Durante la presidenza Nixon, i cosiddetti "consiglieri" statunitensi (che avrebbero imperversato in buona parte dell'America Latina per tutti gli anni settanta e ottanta) tentarono di impedire l'elezione di Allende tramite il finanziamento dei partiti politici avversari. Nel settembre del 1970, in Cile viene democraticamente eletto Presidente Salvator Allende Gossens. Pochi giorni dopo, il Segretario di Stato Kissinger e il Presidente Nixon cospirarono nella Stanza Ovale per "correggere il destino dei cileni che avevano scioccamente eletto l'uomo sbagliato come Presidente”. Nei tre anni successivi, la CIA complottò violenze, sabotaggio economico e guerra psicologica contro il governo di Allende perché non si metteva in riga con i voleri di Washington: non permettere ai comunisti di entrare nel governo, non espropriare le proprietà degli Stati Uniti, neanche con indennizzazioni, seguire l'economia del libero mercato, evitare ogni relazione con la Cuba di Castro e mai votare contro gli Stati Uniti in nessun consesso internazionale. L’11 settembre 1973 le forze armate cilene, con l'incoraggiamento e l'aiuto degli Stati Uniti, lanciarono attacchi di terra e di aria contro il palazzo presidenziale di Salvador Allende, che morì quella mattina. Dopo il golpe si instaurò un regno del terrore in cui 10.000 cileni subirono la tortura, centinaia di migliaia furono costretti all'esilio o fuggirono e le istituzioni democratiche del paese furono sistematicamente distrutte. Il leader del golpe, il generale Augusto Pinochet, rimase dittatore del Cile per diciassette anni.
Alex
Questa che vi racconto è la storia vera di un ragazzo che ho conosciuto durante il servizio militare. Proveniva dal Cile, ed è fuggito qui in Italia insieme alla sorella. Un giorno mi sono permesso di fargli qualche domanda viste le numerose cicatrici e tatuaggi con simboli da me indecifrabili, lui mi ha risposto che ne non conosceva il significato e così mi ha raccontato che gli sono stati fatti durante la prigionia nel suo paese e le cicatrici (non di graffi o abrasioni ma tagli profondi senza punti di sutura)erano i segni delle percosse subite. Poi ha raccontato di non sapere che fine avessero fatto i suoi genitori. Nei suoi occhi spietati si vedeva tutto l'odio per coloro che li ha ridotti in quelle condizioni, le sue mani corte ma con dita grosse e muscolose, buono d'animo ma era difficile riuscirgli a strappare un soriso. Patrendo per il servizio militare è rimasto senza lavoro e non poteva pagare più l'affitto della casa tant'è che decise di arruolarsi nell'esercito come volontario.
Danilo
Quella raccontata da Alex è solo una delle tante tristissime storie. Quel suo amico ha avuto almeno la fortuna di poter raccontare tutto l'orrore cha ha vissuto.
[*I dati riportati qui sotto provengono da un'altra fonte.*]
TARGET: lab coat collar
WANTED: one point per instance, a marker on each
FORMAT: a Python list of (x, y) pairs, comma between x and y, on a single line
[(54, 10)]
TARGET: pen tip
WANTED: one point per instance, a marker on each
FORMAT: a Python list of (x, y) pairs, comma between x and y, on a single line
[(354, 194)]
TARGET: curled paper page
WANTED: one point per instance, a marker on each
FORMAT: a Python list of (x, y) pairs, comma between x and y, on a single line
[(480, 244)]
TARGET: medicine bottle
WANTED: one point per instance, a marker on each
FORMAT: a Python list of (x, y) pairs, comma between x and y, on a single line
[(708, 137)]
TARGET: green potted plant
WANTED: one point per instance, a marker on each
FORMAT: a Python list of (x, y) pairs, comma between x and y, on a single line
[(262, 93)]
Altri meno fortunati no, oddio non so se essere sopravvissuti a quell'orrore vuol dire essere fortunati, la cosa è molto soggettiva e bisognerebbe valutarla caso per caso. Ciò che successe in Cile fa capire che l'America così osannata per il suo senso di libertà (?) forse non è proprio così perfetta e libertina, si è autodefinita Polizia del Mondo, ma fateci caso interviene solo dove può guadagnarci. Senza pensare cosa ha combinato verso Cuba. I numerosi embarghi al quale questo governo è stato sottoposto. Fidel avrà anche i suoi difetti ed avrà governato in modo dittatoriale, ma certamente non è stato aiutato a far meglio. Altro esempio, perché non intervenne quando c'è stata la guerra civile nella ex-Jugoslavia? Non lo fece perché ormai l'URSS non esisteva più, quindi non aveva nessun motivo di "difendere e liberare" la popolazione slava piazzando poi dei missili a testata nucleare verso est. Oppure se era una terra ricca di giacimenti petroliferi, figurarsi se si sarebbero fatti sfuggire un'occasione del genere. Agiscono come in pratica agisce la loro sanità, se hai l'assicurazione o puoi permetterti di pagare l'intervento medico ok, altrimenti puoi benissimo morire in mezzo alla strada tra l'indiffrenza dei passanti.